6. Otros cuerpos: conquistando territorios “masculinos”

Esa es la cruz que cargan los deportes “femeninos”. Ahora, ¿qué pasa con los deportes históricamente considerados masculinos, o que producen cuerpos que cargan con estigmas por no adherir al estereotipo hegemónico de belleza femenina? Bueno, si bien la ausencia de medallas en estas actividades durante todo el siglo XX parece mostrar una tendencia provocada por la marginación de las mujeres de estas actividades o, simplemente, la marginación de estas actividades de los espacios de práctica (por falta de demanda, es decir, porque las mujeres no querían practicar deportes que las estigmatizaran… o ni sabían que existían), la seguidilla de éxitos en estas actividades en los últimos años, sumado al reciente auge futbolístico, parecen augurar un cambio de época y mentalidad.

Es decir, la resistencia a los prejuicios no solo es posible, sino que además es posible tener éxito a pesar de las discriminaciones sistemáticas. Lo demostró Georgina Bardach, nadando a un histórico bronce en los 400 combinados en Atenas 2004: tras el retiro, pasó a conformar un área dedicada a la mujer en la Agencia Córdoba Deportes, y llegó a declarar que aunque su espalda le daba vergüenza en su adolescencia, hoy es su parte preferida del cuerpo.

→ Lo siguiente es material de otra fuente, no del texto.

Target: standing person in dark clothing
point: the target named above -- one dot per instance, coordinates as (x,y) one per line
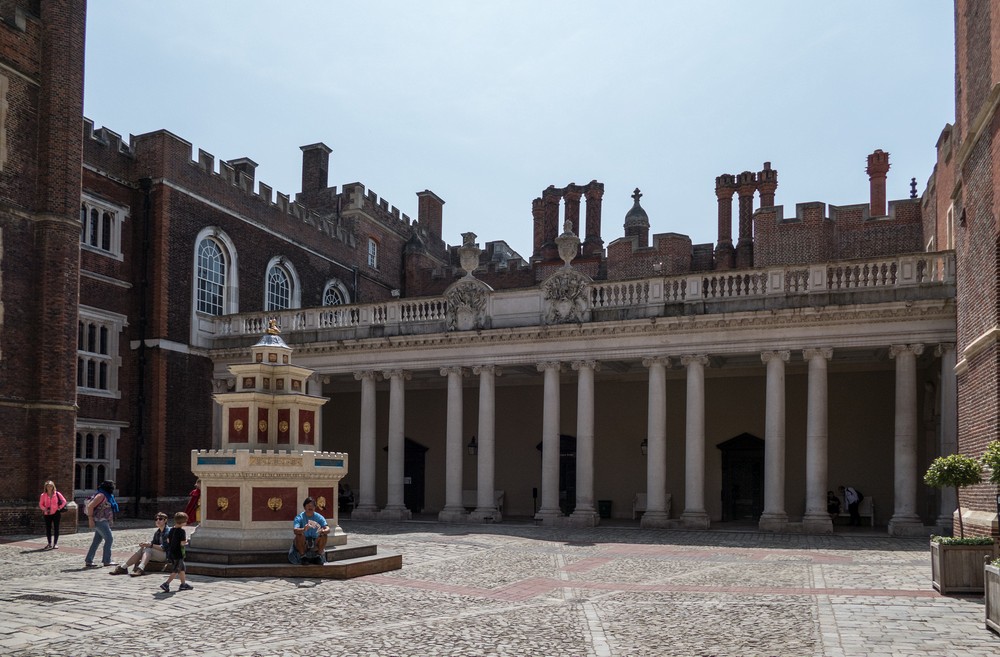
(177,539)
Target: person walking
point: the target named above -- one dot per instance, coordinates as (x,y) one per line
(52,504)
(101,509)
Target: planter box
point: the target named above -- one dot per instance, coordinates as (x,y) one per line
(958,568)
(992,576)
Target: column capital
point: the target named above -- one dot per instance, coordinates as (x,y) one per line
(396,374)
(944,348)
(367,374)
(479,370)
(817,352)
(768,356)
(897,349)
(694,359)
(650,361)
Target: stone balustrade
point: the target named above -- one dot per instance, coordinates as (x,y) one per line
(617,300)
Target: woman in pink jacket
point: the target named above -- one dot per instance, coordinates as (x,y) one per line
(51,503)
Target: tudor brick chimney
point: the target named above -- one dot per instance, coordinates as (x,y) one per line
(315,167)
(878,166)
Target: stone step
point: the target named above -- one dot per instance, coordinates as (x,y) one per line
(344,568)
(350,550)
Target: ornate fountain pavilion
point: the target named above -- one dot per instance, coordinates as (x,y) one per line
(694,399)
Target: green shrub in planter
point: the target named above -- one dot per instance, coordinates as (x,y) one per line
(956,471)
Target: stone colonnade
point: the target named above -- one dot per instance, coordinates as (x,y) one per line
(904,520)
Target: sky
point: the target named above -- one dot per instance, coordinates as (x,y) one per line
(488,103)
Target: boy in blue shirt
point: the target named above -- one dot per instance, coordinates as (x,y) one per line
(311,531)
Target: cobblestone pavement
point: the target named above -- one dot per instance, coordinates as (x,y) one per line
(509,589)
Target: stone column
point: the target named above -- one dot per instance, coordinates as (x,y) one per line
(584,515)
(395,509)
(948,437)
(817,519)
(774,517)
(695,516)
(453,510)
(366,509)
(486,509)
(905,521)
(550,510)
(656,514)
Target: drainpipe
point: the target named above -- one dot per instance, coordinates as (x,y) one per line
(146,185)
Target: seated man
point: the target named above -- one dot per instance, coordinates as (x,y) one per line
(311,530)
(152,551)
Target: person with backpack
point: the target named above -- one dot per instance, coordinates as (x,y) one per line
(853,500)
(52,504)
(101,508)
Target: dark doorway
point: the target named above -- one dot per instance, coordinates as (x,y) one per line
(567,473)
(742,478)
(414,457)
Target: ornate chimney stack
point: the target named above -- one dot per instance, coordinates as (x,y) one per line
(767,183)
(593,244)
(878,167)
(725,187)
(315,166)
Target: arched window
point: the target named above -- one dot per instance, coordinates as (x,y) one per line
(279,289)
(282,289)
(335,294)
(211,277)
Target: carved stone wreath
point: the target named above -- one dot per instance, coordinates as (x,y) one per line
(567,297)
(467,305)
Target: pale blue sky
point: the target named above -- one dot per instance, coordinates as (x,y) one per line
(488,103)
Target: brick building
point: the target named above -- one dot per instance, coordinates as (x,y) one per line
(169,263)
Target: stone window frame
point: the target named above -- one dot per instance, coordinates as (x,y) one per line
(95,454)
(98,361)
(335,293)
(101,225)
(372,253)
(280,264)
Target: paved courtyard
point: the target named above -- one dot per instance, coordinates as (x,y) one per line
(511,589)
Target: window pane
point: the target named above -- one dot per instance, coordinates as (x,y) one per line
(278,289)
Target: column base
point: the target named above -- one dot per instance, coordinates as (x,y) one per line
(655,520)
(453,514)
(584,518)
(817,523)
(394,513)
(485,514)
(365,513)
(695,520)
(910,525)
(773,522)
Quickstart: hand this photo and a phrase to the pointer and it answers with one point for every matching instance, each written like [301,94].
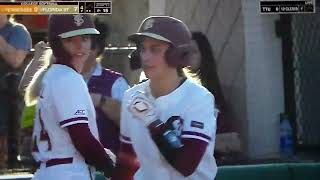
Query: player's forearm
[14,57]
[127,163]
[112,108]
[88,146]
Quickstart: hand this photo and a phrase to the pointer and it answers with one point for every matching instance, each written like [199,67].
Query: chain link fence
[306,63]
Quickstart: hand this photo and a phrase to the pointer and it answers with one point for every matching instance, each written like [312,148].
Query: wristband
[103,100]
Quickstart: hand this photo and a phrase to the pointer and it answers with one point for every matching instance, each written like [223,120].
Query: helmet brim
[79,32]
[137,37]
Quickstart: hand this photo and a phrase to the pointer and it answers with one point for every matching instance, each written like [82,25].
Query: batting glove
[143,108]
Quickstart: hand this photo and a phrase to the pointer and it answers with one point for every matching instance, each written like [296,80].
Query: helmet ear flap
[134,60]
[179,56]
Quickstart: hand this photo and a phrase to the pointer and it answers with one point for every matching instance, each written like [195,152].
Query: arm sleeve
[72,101]
[127,163]
[198,130]
[88,146]
[21,38]
[118,88]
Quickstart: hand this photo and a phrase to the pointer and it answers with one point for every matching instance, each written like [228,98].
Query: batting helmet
[167,29]
[66,26]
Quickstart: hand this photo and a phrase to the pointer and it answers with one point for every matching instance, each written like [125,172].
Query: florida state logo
[176,124]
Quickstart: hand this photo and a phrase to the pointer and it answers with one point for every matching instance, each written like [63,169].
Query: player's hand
[111,164]
[96,98]
[143,108]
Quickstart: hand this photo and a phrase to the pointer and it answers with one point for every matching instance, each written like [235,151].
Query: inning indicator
[54,7]
[287,7]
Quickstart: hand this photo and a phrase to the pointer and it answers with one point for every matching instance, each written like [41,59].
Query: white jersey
[64,100]
[195,106]
[118,87]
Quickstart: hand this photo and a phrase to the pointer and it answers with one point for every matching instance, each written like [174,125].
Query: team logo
[78,19]
[148,24]
[197,124]
[176,124]
[80,112]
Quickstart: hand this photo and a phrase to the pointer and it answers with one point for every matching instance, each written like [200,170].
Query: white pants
[70,171]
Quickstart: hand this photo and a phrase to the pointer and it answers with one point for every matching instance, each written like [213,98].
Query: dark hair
[207,72]
[99,41]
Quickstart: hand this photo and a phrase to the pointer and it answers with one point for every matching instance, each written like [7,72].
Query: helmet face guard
[167,29]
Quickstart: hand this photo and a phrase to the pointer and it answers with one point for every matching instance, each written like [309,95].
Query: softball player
[168,122]
[65,137]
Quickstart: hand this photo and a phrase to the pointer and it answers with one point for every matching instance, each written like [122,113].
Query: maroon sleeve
[194,149]
[127,163]
[88,146]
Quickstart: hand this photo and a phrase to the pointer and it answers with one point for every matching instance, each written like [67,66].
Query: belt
[58,161]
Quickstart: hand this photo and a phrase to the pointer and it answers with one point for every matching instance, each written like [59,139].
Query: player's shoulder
[111,72]
[198,91]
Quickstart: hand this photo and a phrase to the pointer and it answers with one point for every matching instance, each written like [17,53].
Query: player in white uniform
[168,122]
[65,140]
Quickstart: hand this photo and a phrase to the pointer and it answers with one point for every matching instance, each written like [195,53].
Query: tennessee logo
[80,112]
[197,124]
[78,19]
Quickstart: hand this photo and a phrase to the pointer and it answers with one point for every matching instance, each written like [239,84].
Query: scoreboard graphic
[287,6]
[56,7]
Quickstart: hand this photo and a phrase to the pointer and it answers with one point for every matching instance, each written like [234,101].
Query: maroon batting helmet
[170,30]
[66,26]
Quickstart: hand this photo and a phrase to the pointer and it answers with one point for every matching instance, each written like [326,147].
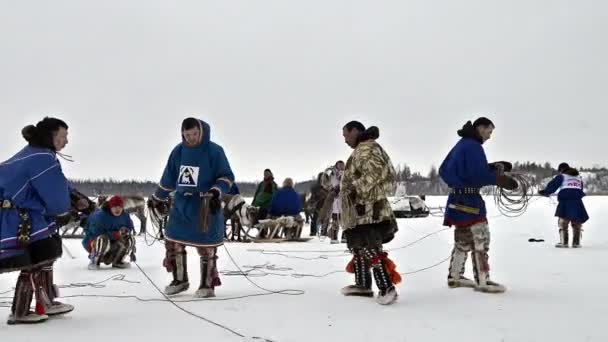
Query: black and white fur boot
[22,299]
[482,276]
[563,238]
[209,274]
[180,273]
[456,276]
[363,278]
[576,236]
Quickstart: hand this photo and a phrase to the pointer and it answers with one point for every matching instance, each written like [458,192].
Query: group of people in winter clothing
[36,199]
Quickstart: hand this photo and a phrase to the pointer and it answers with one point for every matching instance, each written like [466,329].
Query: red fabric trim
[463,224]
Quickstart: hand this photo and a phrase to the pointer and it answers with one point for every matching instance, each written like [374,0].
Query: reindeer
[240,215]
[135,205]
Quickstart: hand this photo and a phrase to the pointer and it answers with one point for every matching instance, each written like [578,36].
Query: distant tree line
[596,181]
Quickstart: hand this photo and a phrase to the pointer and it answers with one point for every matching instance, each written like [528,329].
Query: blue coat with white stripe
[285,202]
[32,180]
[466,166]
[191,172]
[102,222]
[570,197]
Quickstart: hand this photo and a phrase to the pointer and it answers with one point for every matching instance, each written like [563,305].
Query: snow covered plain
[553,294]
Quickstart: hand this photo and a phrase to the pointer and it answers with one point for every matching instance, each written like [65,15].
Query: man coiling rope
[513,203]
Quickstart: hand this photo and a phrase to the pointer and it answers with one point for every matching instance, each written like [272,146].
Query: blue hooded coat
[570,197]
[191,172]
[466,166]
[32,180]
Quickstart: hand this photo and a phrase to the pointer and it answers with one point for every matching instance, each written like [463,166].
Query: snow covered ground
[553,294]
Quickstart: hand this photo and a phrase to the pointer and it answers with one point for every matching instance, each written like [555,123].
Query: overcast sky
[277,80]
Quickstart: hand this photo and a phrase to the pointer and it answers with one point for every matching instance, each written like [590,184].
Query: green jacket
[262,198]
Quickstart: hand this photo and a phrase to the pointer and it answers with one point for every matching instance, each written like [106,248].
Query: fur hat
[116,201]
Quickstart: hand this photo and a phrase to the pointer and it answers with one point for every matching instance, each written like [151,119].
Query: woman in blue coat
[109,235]
[35,198]
[466,170]
[198,172]
[570,209]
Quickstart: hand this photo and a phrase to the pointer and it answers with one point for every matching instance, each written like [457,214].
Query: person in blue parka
[35,199]
[198,172]
[466,170]
[109,235]
[570,209]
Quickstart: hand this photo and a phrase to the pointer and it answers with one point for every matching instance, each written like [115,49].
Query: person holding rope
[36,199]
[571,209]
[109,235]
[466,170]
[198,172]
[367,217]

También lo demostró Marcela Acuña, conquistando un terreno mucho más difícil aún: se convirtió en la primera boxeadora profesional del país, a principios de siglo y antes de convertirse en campeona mundial en cuatro instancias. Su historia está llena de contradicciones (se casó con su entrenador, que antes fue su amante cuando ella solo tenía 15 años) pero es sobre todo la historia de una mujer que enfrentó los estigmas de ser boxeadora y mujer, y desafió los preconceptos que señalaban que una mujer no podía pelear de forma profesional, abriendo la puerta a cientos de boxeadoras, entre las cuales se encontraban 28 campeonas mundiales. 

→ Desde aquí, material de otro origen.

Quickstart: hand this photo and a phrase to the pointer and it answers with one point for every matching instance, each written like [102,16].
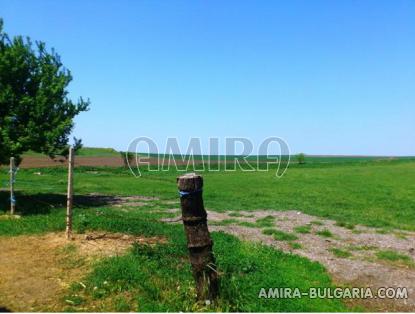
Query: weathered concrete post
[70,195]
[199,242]
[12,173]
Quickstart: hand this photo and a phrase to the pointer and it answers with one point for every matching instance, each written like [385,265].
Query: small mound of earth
[35,271]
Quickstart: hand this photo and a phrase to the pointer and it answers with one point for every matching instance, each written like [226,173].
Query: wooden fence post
[12,199]
[69,201]
[199,242]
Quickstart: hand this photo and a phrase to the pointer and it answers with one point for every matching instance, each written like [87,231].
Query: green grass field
[370,192]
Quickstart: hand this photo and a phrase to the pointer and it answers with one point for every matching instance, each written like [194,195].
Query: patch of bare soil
[35,271]
[361,269]
[95,199]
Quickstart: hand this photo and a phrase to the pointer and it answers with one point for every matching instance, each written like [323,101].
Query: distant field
[375,193]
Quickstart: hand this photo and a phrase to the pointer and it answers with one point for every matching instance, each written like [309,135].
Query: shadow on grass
[45,203]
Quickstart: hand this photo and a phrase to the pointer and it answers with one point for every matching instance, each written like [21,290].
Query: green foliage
[35,111]
[340,193]
[295,245]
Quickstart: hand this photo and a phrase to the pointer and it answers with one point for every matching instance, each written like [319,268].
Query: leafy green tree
[35,111]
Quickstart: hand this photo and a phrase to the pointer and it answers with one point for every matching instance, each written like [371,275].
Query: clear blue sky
[330,77]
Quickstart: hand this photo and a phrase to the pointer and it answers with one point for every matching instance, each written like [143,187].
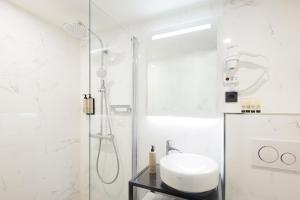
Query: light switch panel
[283,155]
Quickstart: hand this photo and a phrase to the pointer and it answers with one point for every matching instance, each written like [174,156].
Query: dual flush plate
[282,155]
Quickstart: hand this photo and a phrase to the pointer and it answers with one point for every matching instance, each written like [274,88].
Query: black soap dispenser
[91,105]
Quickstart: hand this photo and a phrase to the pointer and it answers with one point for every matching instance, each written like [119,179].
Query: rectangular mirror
[182,72]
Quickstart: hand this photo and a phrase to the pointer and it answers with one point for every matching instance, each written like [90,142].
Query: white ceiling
[123,11]
[130,11]
[56,11]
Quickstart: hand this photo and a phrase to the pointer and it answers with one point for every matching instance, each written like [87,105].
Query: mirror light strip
[181,32]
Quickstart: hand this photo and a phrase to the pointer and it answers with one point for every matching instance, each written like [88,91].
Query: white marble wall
[247,182]
[39,109]
[269,28]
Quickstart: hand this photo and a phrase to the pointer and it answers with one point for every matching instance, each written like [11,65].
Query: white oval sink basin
[189,172]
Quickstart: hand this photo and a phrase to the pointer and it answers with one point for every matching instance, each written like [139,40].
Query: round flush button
[268,154]
[288,158]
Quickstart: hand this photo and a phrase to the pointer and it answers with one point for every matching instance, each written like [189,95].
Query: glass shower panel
[111,126]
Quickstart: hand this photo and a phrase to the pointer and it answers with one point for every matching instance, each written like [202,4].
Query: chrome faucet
[169,147]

Más silenciosa fue la revolución de Daniela Krukower: ¿qué era el judo femenino antes de ella? La práctica casi no existía en el país, y de hecho ella se formó como judoca en Israel, antes de ser campeona mundial en 2003. Al año siguiente, culminó quinta en Atenas 2004, a un solo combate de asegurarse medalla. Krukower era un marciano deportivo en un país sin gran tradición marcial, y menos en el área femenina, pero, curiosamente, en los siguientes Juegos Olímpicos el judo argentino conseguiría concretar la hazaña que se le había escapado a la judoca porteña: Beijing 2008 marcó el debut olímpico de Paula Pareto, que con 22 años fue bronce. Para entrenar en las condiciones que deseaba, Pareto manejaba desde Buenos Aires hasta La Plata para entrenar con Fernando Yuma en Estudiantes. También estudiaba medicina.

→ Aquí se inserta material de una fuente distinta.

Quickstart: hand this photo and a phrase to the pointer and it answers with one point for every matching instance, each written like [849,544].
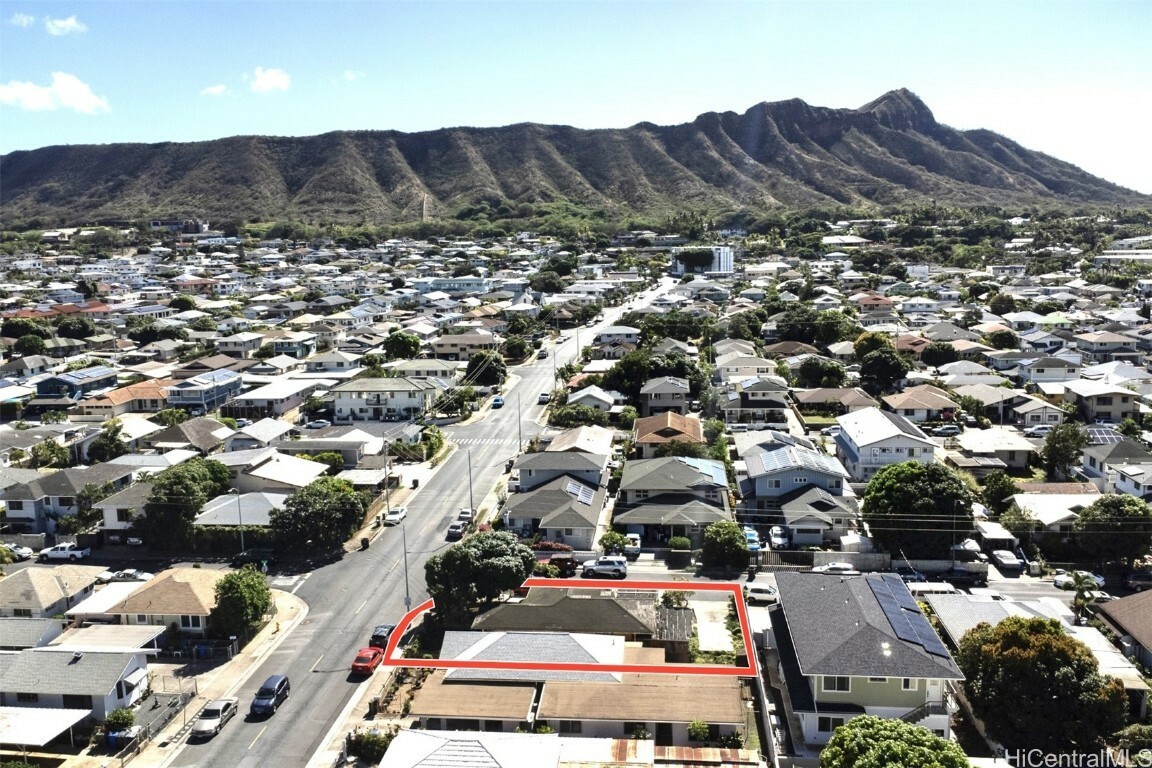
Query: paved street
[348,598]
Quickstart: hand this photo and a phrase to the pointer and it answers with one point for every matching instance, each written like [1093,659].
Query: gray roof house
[855,646]
[92,681]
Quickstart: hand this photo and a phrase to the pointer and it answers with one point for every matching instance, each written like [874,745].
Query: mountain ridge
[891,151]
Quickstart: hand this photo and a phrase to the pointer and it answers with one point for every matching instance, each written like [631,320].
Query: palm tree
[1084,585]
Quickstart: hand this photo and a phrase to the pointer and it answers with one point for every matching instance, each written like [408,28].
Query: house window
[840,684]
[828,724]
[77,701]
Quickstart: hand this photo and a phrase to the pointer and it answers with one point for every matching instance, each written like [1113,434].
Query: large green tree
[319,517]
[917,510]
[479,568]
[1036,686]
[108,445]
[242,600]
[881,370]
[486,369]
[1062,448]
[871,742]
[1115,527]
[725,545]
[401,346]
[177,496]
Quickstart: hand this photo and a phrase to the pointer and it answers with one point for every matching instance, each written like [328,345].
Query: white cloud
[66,92]
[270,80]
[65,25]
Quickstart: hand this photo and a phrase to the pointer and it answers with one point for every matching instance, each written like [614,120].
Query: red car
[366,661]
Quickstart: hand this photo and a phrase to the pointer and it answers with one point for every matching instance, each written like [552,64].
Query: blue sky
[1071,78]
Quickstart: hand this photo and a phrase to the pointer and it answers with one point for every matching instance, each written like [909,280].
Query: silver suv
[607,565]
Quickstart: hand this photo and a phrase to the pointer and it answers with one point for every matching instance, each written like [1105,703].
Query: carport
[24,727]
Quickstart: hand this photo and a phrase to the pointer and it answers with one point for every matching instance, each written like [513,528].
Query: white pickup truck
[66,552]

Pareto sería, ocho años más tarde, la primera medalla dorada argentina femenina en un Juego Olímpico: en el camino fue campeona mundial y cinco veces campeona panamericana, y además consiguió imponer la práctica del judo en algunos clubes (el mismo fenómeno que se dio con el taekwondo y Crismanich), posibilitando el ingreso a la práctica extendida de las mujeres. Entre sus sucesoras estaba Ayelén Elizeche, que se llevó el oro por equipos mixtos en los Juegos Olímpicos de la Juventud 2014. El caso Pareto es, a uno le gustaría pensar, el testimonio de que Argentina, al fin, está consiguiendo diversificar su deporte femenino pese a los prejuicios. 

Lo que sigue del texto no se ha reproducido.